A00.0 # Cholera due to Vibrio cholerae 01, biovar cholerae
M54.5 # Low back pain
Z23 # Encounter for immunization (3-character, no decimal)
S52.501A # Unspecified fracture of lower end of radius, initial encounter

Structure: [Letter][2 digits].[Up to 4 additional alphanumeric chars]
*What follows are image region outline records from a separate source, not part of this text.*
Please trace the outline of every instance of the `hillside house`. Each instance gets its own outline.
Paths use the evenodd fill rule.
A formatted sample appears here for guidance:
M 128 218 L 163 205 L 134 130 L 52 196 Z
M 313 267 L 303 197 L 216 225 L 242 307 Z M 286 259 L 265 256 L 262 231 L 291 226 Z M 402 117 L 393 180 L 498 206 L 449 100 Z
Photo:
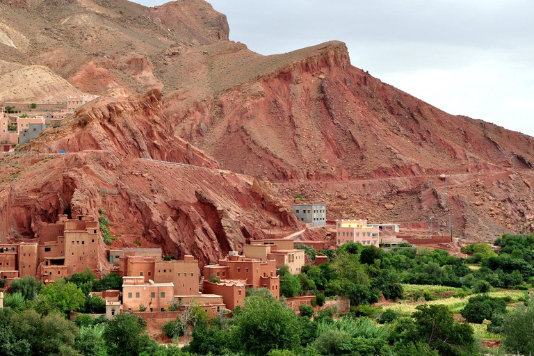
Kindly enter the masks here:
M 379 228 L 369 225 L 366 220 L 337 220 L 336 239 L 340 246 L 348 242 L 378 247 Z
M 274 260 L 276 268 L 282 265 L 289 267 L 293 275 L 300 273 L 305 263 L 305 251 L 296 249 L 293 238 L 267 238 L 252 240 L 250 245 L 243 246 L 245 256 L 260 259 L 262 261 Z
M 298 220 L 312 226 L 322 226 L 326 224 L 326 205 L 294 204 L 291 211 Z
M 85 105 L 91 100 L 98 97 L 98 95 L 80 95 L 79 97 L 67 97 L 67 113 L 72 113 L 76 109 Z

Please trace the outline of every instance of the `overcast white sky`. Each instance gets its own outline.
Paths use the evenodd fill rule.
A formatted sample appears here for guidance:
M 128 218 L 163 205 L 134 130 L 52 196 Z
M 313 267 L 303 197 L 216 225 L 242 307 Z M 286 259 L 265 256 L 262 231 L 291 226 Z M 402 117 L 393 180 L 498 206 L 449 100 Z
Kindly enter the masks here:
M 136 0 L 146 6 L 166 1 Z M 451 114 L 534 136 L 532 0 L 209 0 L 261 54 L 331 40 L 353 65 Z

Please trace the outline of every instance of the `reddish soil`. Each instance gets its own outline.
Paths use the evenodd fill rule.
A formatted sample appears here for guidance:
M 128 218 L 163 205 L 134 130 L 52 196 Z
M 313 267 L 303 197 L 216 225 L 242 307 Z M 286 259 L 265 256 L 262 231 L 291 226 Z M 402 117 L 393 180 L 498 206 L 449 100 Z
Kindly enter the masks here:
M 473 241 L 534 231 L 534 138 L 384 83 L 342 42 L 261 56 L 229 41 L 226 17 L 202 0 L 5 3 L 15 47 L 0 44 L 3 75 L 46 65 L 47 81 L 102 97 L 20 148 L 67 154 L 2 156 L 0 241 L 104 207 L 113 245 L 206 264 L 303 228 L 297 194 L 326 204 L 329 220 L 400 222 L 416 236 L 430 217 L 435 234 Z M 115 86 L 126 89 L 106 92 Z M 50 85 L 37 88 L 25 95 L 48 97 Z M 332 241 L 332 229 L 302 238 Z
ICD-10-PCS (Procedure Coding System — inpatient procedures):

0BH17EZ # Insertion, trachea, via natural/artificial opening, internal fixation

Structure: 7 alphanumeric characters, no decimal.

ICD-10-CM:

  1. Header — first character is a letter (A–Z).
  2. Core — second and third characters are digits.
  3. Decimal expansion — optional decimal after position 3, followed by 1–4 alphanumeric characters.
  4. Chapter validation — the first character maps to a WHO ICD-10 chapter (A–Z except U, which is reserved). Chapter U codes (U00U99) are now used for COVID-19 and provisional assignments; the detector matches these.
  5. Length — minimum 3 characters (header + 2 digits); maximum 7 characters plus decimal.

ICD-10-PCS:

  1. Length — exactly 7 alphanumeric characters.
  2. Character set — digits and uppercase letters only; lowercase not valid.
  3. Section code — first character maps to a valid PCS section (0–9, B–D, F–H, X).

Shared logic:

  • Context scoring — adjacent tokens ICD, ICD-10, diagnosis code, DX, procedure code, PX, encounter for raise confidence materially.
  • Isolated short codes — 3-character codes without context are scored below default threshold to reduce false positives from accidental 3-character alphanumeric collisions.
FrameworkRelevance
HIPAAICD-10 codes are ePHI when paired with patient identifiers; disclosure without authorization violates HIPAA Privacy Rule
CMS / MedicareICD-10-CM is mandatory for all HIPAA-covered transactions since October 2015
SOXICD-10-based revenue cycle data is material financial information for public healthcare companies
FDA post-market surveillanceICD-10 codes appear in adverse event reports (FAERS); handling governed by FDA 21 CFR Part 803
  • Short alphanumeric IDs — 3-character codes with a letter prefix match a wide range of identifier formats. Require context_required: true in production policies.
  • Version stringsA1.2, B3.0 format matches short CM codes. The dot-decimal structure is the primary disambiguation; if false positives occur from version numbers, use a context token requirement.
  • Ticker symbols — Stock tickers (e.g., CVS, UNH) are 3-character letter-only; the CM format requires 2 digits in positions 2–3, so most tickers are excluded. Mixed-case tickers are fully excluded.
dlp_rules:
- entity_type: ICD10
context_required: true # require 'ICD', 'DX', 'diagnosis' nearby
min_confidence: 0.80

All four detectors are available when the regulatory pattern group is loaded. In your policy bundle:

{
"dlp_config": {
"enabled_groups": ["pii", "financial", "regulatory"],
"entity_sensitivity": {
"EIN": "medium",
"NDC": "high",
"HCPCS": "high",
"ICD10": "high"
}
}
}
{
"dlp_config": {
"entity_overrides": {
"EIN": {
"min_confidence": 0.85,
"context_required": true
},
"ICD10": {
"min_confidence": 0.80,
"context_required": true
}
}
}
}

Use the DLP simulation endpoint to test patterns:

Terminal window
curl -X POST https://api.arbitex.ai/api/admin/dlp/simulate \
-H "Authorization: Bearer $ADMIN_TOKEN" \
-H "Content-Type: application/json" \
-d '{
"text": "Patient prescribed J0696 for infection, diagnosis M54.5, NDC 00002-3227-01",
"entity_types": ["NDC", "HCPCS", "ICD10"]
}'

Response includes matched spans, entity type, confidence score, and context tokens that influenced scoring.